“The Rise, Decline and Fall (?) of the Miranda Decision” With Professor Yale Kamisar 2-6-13
My guest is the Distinguished Professor Yale Kamisar, and our subject is the “Miranda Decision, Search and Seizure protection, and its future.”
Yale Kamisar (born August 29, 1929) is the Clarence Darrow Distinguished University Professor of Law Emeritus and Professor Emeritus of Law at the University of Michigan Law School. A "nationally recognized authority on constitutional law and criminal procedure," Kamisar is known as the "Father of Miranda" for his influential role in the landmark U.S Supreme Court decision in Miranda v. Arizona (1966).
Kamisar graduated from New York University, where he was a member of the Army Reserve Officers' Training Corps. Kamisar commanded an assault platoon in the Korean War from 1951 to 1953, fighting at the famous T-bone Hill. Kamisar graduated from the Columbia Law School in 1954 and was at Covington & Burling before becoming a law professor. Kamisar taught at the University of Minnesota Law School from 1957 to 1964 and joined the University of Michigan Law School faculty in 1965.
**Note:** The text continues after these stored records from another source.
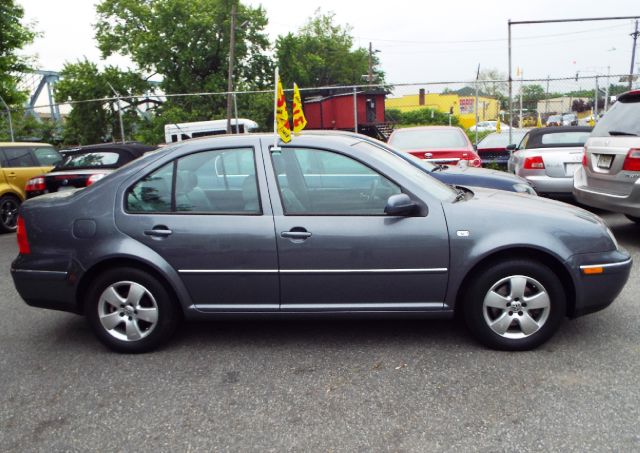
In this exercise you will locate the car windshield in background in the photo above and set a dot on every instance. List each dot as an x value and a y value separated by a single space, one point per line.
566 138
620 120
95 159
500 140
428 139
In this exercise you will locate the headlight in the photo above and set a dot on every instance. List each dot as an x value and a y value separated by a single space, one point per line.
524 188
612 237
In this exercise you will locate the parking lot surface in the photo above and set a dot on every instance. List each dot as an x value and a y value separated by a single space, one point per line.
397 385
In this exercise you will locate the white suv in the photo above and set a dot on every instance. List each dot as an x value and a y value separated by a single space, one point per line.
610 174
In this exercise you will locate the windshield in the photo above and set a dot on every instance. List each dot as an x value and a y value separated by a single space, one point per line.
437 189
98 159
500 140
411 139
622 117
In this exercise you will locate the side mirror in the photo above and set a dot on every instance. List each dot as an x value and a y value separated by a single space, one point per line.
400 205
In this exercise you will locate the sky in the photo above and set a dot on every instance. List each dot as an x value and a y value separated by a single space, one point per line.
418 41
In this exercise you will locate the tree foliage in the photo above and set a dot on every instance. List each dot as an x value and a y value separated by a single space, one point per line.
321 53
97 121
14 35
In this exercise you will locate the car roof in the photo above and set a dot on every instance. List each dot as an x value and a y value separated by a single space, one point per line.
22 144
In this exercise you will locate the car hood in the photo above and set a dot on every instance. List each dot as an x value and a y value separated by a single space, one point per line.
511 219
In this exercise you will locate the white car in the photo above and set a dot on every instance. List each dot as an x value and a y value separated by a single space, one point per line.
488 126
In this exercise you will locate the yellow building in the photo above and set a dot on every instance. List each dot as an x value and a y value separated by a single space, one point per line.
463 106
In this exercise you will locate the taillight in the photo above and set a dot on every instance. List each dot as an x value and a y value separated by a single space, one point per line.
94 178
632 161
534 163
35 184
21 236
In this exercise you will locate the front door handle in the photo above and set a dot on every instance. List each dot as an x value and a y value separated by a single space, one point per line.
296 233
158 231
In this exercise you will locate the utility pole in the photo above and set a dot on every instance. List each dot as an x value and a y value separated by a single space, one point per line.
232 48
634 35
370 76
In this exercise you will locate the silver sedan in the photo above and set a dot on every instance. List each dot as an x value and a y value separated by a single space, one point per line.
549 157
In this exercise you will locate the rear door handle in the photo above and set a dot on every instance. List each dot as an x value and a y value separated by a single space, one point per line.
158 231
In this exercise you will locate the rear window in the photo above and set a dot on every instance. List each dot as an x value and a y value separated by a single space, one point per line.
426 139
623 119
96 159
566 138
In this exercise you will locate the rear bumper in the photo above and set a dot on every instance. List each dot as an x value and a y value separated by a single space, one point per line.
595 292
625 204
53 289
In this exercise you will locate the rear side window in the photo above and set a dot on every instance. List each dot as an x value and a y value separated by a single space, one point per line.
47 156
210 182
18 157
622 119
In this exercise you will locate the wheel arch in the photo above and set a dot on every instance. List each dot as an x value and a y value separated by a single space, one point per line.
526 253
116 262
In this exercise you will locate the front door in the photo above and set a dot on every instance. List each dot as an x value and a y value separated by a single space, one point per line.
339 251
205 215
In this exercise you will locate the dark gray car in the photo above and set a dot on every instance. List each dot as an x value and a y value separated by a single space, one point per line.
333 225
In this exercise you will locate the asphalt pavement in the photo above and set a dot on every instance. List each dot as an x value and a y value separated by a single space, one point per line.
352 386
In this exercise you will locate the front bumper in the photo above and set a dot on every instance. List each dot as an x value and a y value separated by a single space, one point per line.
596 291
625 204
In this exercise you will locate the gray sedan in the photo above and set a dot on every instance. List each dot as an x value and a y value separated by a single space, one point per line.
549 157
327 225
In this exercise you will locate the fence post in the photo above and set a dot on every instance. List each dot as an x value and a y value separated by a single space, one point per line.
9 118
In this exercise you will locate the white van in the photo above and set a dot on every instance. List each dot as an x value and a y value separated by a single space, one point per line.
176 132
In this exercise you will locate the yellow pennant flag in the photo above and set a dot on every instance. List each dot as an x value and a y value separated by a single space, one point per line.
282 116
299 120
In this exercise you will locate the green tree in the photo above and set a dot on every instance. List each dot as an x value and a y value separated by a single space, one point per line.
322 54
97 121
13 36
186 42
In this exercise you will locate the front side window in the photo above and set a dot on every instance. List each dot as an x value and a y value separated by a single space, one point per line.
319 182
210 182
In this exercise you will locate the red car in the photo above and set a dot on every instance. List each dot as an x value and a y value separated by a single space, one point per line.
437 144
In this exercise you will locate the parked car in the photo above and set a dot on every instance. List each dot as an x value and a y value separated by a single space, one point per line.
230 226
609 177
83 166
548 158
493 148
20 162
491 126
448 174
436 144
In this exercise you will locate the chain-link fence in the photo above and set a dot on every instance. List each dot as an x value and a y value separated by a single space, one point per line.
371 109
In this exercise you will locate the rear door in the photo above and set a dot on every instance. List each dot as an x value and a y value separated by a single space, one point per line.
338 251
208 215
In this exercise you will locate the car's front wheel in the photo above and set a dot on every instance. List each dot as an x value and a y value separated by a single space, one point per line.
130 310
633 218
514 305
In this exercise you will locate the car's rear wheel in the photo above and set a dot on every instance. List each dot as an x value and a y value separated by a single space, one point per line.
130 310
514 305
9 206
633 218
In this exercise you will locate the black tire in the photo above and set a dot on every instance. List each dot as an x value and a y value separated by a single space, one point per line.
154 301
633 218
9 205
503 279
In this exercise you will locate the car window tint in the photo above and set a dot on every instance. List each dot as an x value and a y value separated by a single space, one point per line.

Yale Kamisar is the author of many books. He wrote Police Interrogation and Confessions: Essays in Law and Policy (1980), which is the "leading commentary on the procedures of criminal justice" and was described by Francis A. Allen as "one of the great achievements of legal scholarship since the end of the Second World War
Kamisar also co-wrote Criminal Justice in Our Time. He has extensive written on the U.S. Supreme Court, writing five annual volumes of The Supreme Court: Trends and Developments, as well as the chapters on criminal procedure for The Burger Court: The Counter-Revolution That Wasn't, The Burger Years, and The Warren Court: A Retrospective. Kamisar also is the co-author of all ten editions of the casebook Modern Criminal Procedure: Cases, Comments & Questions (with Wayne R. LaFave, Jerold Israel, and Orin S. Kerr), and all nine editions of the casebook Constitutional Law: Cases, Comments & Questions. More than 30 Supreme Court opinions have cited Kamisar; "citations to his writings by other federal courts, as well as state courts, number far into the hundreds."